The book has two aims. First, to examine the extent and significance of the connection between Hume's aesthetics and his moral philosophy; and, second, to consider how, in light of the connection, his moral philosophy answers central questions in ethics.
The first aim is realized in chapters 1-4. Chapter 1 examines Hume's essay "Of the Standard of Taste" to understand his search for a "standard" and how this affects the scope of his aesthetics. Chapter 2 establishes that he treats beauty in nature and art and moral beauty as similar in kind, and applies the conclusions about his aesthetics to his moral thought. Chapter 3 solves a puzzle to which this gives rise, namely, how individuals both accept general standards that they also contravene in the course of aesthetic and moral activity. Chapter 4 takes up the normative aspect of Hume's approach by understanding moral character through his view of moral beauty.
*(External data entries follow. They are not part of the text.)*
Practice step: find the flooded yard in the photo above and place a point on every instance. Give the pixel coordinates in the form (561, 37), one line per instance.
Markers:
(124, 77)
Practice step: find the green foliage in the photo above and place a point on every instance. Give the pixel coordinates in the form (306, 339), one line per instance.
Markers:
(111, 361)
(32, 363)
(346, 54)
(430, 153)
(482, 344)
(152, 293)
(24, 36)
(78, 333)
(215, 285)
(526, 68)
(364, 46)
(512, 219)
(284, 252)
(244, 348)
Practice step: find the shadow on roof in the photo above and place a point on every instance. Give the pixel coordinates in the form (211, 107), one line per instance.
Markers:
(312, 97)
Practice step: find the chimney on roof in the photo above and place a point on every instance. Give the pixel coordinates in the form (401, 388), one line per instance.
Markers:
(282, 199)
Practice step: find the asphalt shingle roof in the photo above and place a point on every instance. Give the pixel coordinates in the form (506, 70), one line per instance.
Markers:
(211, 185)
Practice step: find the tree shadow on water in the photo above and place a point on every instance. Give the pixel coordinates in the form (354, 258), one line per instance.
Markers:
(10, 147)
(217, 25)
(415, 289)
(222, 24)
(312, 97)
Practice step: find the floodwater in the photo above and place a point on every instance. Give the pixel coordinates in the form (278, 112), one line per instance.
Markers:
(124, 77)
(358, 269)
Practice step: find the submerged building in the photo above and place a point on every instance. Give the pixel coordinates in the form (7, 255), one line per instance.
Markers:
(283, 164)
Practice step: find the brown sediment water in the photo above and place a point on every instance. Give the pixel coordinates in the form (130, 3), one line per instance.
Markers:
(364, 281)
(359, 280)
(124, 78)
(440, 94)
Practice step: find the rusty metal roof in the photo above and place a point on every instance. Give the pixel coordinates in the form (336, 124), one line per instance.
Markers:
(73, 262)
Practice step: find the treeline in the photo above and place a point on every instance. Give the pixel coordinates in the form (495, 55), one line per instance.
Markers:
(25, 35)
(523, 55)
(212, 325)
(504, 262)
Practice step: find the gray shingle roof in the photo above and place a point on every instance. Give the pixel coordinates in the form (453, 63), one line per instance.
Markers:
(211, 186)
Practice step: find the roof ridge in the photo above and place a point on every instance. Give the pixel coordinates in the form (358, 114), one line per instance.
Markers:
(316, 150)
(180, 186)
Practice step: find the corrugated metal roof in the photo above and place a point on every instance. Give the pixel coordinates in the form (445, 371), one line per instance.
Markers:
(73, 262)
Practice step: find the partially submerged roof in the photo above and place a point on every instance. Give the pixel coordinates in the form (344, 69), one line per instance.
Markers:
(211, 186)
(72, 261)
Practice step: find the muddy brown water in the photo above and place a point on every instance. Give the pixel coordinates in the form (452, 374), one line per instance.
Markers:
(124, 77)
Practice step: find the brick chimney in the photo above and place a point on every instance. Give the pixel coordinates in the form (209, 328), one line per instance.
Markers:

The second aim of the book is realized in chapters 5-7 by entertaining three objections against Hume's moral philosophy. First, if morality is an immediate reaction to the beauty of vice and the deformity of virtue, why is perfect virtue not the general condition of every human individual? Second, if morality consists of sentiments that arise in the subject, how can moral judgments be objective and claim universal validity? And third, if one can talk of "general standards" governing conduct, how does one account for the diversity of moral systems and their change over time? The first is answered by showing that like good taste in aesthetics, 'right taste' in morals requires that the sentiments are educated; the second, by arguing against the view that Hume is a subjectivist and a relativist, and the third (chapter 6), by showing that his approach contains a view of progress left untouched by any personal prejudices Hume himself might harbor. The book concludes in chapter 7 by showing how Hume's view of philosophy affects the scope of any normative ethics.